Je ne suis pas un initié, loin de là... Je ne prétends pas à appartenir à une frange franc-maçonnique de la pensée mélomane. Je ne suis pas un fondamentaliste musical, un traditionaliste sectaire aux querelles de clocher affirmées. Je ne suis pas un témoin de Jehovah de la note parfaite qui s’inscrit contre le blasphème face aux préceptes de la chose Pop... Le mot "Hype" n’a pas de sens pour moi et je ne suis pas de ces barbus folkeux ni de ces types déguisés en pantalons slim comme des uniformes que l’on porte. Je ne pense pas forcément que le vinyle c’est quand même mieux que le CD, un 33 tours rentre mal dans un autoradio.... Le Mp3 ne me fait pas rugir de douleur. Je ne suis pas de ceux qui prônent la culture, sa culture, sa propre culture comme une posture sociale, comme une source de pouvoir face à ceux qui ne savent pas, comme une source d’exclusion. Je n’aime pas ces postures Indie de cercle fermé, de microcosme parfois suffisant. Je ne prétends pas à être de ceux qui considèrent ce qui est de bon goût ou non... Ce qui m’intéresse, c’est la Musique qu’elle ait des volontés mercantiles ou non... Comme beaucoup d’entre vous, j’ai ces petits groupes confidentiels que je chéris mais que je ne conserve pas comme des secrets face à la multitude médiocre.... Quand quelque chose est beau, il faut le partager... Quid D’Anywhen, d’Imagho, des Blue Nile, de The Apartments ?
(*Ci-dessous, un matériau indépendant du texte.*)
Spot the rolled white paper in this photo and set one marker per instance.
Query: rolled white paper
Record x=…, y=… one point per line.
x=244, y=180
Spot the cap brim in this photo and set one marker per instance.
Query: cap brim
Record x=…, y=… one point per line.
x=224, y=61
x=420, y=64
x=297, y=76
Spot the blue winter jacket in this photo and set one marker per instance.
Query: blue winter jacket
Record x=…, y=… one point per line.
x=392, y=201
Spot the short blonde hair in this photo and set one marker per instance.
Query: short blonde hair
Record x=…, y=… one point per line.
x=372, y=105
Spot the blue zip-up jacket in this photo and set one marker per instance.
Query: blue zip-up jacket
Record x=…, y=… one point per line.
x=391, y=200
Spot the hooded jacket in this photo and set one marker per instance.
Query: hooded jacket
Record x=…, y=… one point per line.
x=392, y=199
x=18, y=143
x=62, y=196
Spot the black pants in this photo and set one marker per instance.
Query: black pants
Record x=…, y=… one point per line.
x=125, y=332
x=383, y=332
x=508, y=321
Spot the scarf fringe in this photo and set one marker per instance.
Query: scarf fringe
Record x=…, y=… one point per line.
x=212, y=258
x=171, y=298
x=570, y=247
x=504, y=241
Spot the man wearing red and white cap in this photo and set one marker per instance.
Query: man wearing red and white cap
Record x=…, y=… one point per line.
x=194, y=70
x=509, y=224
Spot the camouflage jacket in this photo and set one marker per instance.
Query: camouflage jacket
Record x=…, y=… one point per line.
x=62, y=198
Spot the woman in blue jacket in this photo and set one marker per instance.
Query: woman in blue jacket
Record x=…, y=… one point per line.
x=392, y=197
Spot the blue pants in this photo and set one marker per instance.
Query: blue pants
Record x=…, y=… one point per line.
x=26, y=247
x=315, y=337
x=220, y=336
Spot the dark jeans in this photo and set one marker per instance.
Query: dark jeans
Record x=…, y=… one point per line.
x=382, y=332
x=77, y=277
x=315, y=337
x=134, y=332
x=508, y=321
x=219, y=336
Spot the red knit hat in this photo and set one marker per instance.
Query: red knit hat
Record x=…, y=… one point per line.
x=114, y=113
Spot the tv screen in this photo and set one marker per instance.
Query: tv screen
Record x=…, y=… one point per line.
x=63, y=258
Pourtant, quand je lance "Ghost To Be", le premier titre ouvrant le nouveau projet d’Overseas, la tentation me gagne de tomber dans ces travers que je viens de critiquer. Qui parmi les moins de 20 ans se souvient de Bedhead, de The New Year, de Pedro The Lion ? Ces groupes marqués 90’s dans l’inconscient collectif Indie... Et pourtant, parmi nous, ceux qui les connaissent reviennent souvent à cette Pop noisy et mélancolique. Overseas, c’est un peu "Le super groupe pour initiés"... Excusez du peu, David Bazan de feu et regretté Pedro The Lion, Will Johnson et les frères Kadane de Bedhead/The New Year... Vous prenez un peu de l’univers de chacun des quatre, vous mélangez et vous obtenez dix chansons sans fioritures ni scories, sans effet inutile, dix compositions souvent bouleversantes....
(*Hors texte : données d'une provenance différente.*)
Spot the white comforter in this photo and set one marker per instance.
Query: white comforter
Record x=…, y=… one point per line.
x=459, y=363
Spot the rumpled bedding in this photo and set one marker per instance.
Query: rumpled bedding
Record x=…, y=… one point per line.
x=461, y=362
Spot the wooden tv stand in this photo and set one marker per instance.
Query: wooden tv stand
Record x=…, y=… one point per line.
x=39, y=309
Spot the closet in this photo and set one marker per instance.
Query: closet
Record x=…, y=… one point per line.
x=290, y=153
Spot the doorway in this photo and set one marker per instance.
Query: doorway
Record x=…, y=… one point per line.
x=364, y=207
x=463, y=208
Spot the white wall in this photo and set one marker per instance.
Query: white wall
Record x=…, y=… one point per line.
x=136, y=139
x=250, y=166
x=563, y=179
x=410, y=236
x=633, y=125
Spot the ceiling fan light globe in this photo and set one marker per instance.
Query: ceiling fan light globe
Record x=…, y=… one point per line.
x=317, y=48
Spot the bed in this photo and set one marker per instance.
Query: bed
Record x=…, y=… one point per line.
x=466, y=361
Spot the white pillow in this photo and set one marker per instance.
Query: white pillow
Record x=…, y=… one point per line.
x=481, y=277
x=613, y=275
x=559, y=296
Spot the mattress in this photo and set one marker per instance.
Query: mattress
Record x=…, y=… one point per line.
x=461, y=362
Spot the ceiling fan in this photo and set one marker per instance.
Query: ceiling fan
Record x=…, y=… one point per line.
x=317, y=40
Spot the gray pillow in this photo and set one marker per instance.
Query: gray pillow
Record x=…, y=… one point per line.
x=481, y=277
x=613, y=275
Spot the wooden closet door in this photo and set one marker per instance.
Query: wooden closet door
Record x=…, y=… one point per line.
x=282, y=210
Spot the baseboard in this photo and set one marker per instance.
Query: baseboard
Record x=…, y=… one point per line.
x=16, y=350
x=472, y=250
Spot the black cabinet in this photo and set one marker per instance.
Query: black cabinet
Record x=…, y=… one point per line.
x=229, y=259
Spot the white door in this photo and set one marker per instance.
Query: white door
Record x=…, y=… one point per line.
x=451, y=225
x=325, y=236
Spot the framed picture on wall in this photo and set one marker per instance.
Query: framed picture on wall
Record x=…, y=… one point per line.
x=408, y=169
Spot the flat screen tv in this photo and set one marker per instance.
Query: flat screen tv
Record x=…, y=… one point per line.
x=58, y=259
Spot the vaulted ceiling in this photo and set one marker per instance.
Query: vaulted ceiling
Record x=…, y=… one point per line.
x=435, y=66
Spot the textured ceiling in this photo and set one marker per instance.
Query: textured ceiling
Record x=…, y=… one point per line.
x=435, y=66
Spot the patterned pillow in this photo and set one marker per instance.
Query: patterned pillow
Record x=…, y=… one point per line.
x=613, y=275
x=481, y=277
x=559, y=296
D’ailleurs, en parlant d’émotion, il serait temps de réévaluer la carrière solo de David Bazan à bien des égards exemplaire et dont on sent tout l’apport dans ce nouveau projet. Il parvient à additionner une certaine combativité lucide à l’univers habituellement plombé des frères Kadane comme sur le clair-obscur "Redback Strike" ou une même envie de rejet de la torpeur dans "Old Love"
Dans tous les albums de The New Year, il y a toujours ces constats frontaux d’echec d’élévation de soi comme le très beau "MMV" sur le dernier album du groupe en 2008,comme la volonté d’un effacement de soi, thématique qui retrouve une résonance dans "Help".
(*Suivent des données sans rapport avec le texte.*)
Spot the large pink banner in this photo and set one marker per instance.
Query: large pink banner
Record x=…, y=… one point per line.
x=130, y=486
"i don’t need your simpathy no memory..."
"Lights Are Gonna Fall" surprend par ses aspects presque positifs et ce piano doux quand "Here (Wish You Were)" s’égare dans l’annonce d’une tempête prête à gronder. Avec "The Sound Of Giving Way", vous retrouverez la juvénilité puérile de votre adolescence avec ce titre idéal pour de l’air guitar classieux... Vous martèlerez sur vos fûts imaginaires en vous disant quel p....n de batteur subtile il est le père Kadane... Un des grands titres de cet album, tubesque dans un monde idéal où les Christophe Mae et autres affreux seraient d’obscurs artistes underground et miséreux.
"Down Below" convoque les cadavres embaumés de Bedhead avec ce son rêche et métallique.
"I’ll show my body to millions I’ll face my feelings alone"
"Come With The Frame" ou comment allier l’impudeur avec l’urgence de se révéler. "All Your Own" conclue en élégie ce premier album d’Overseas. Nous ne savons pas s’il y aura un nouvel album de The New Year, si les frères Kadane referont leur apparition avec leur Slowcore qui n’a rien à envier à Low, nous ne savons pas non plus si nous aurons des nouvelles de David Bazan ou de Will Johnson... Ce que nous savons par contre, ce dont nous sommes sûrs, c’est que nous ne le garderons pas pour nous ce disque d’Overseas, que nous le partagerons car la Musique finalement, ce n’est rien de plus que les relations humaines décodées et mises en notes harmonieuses.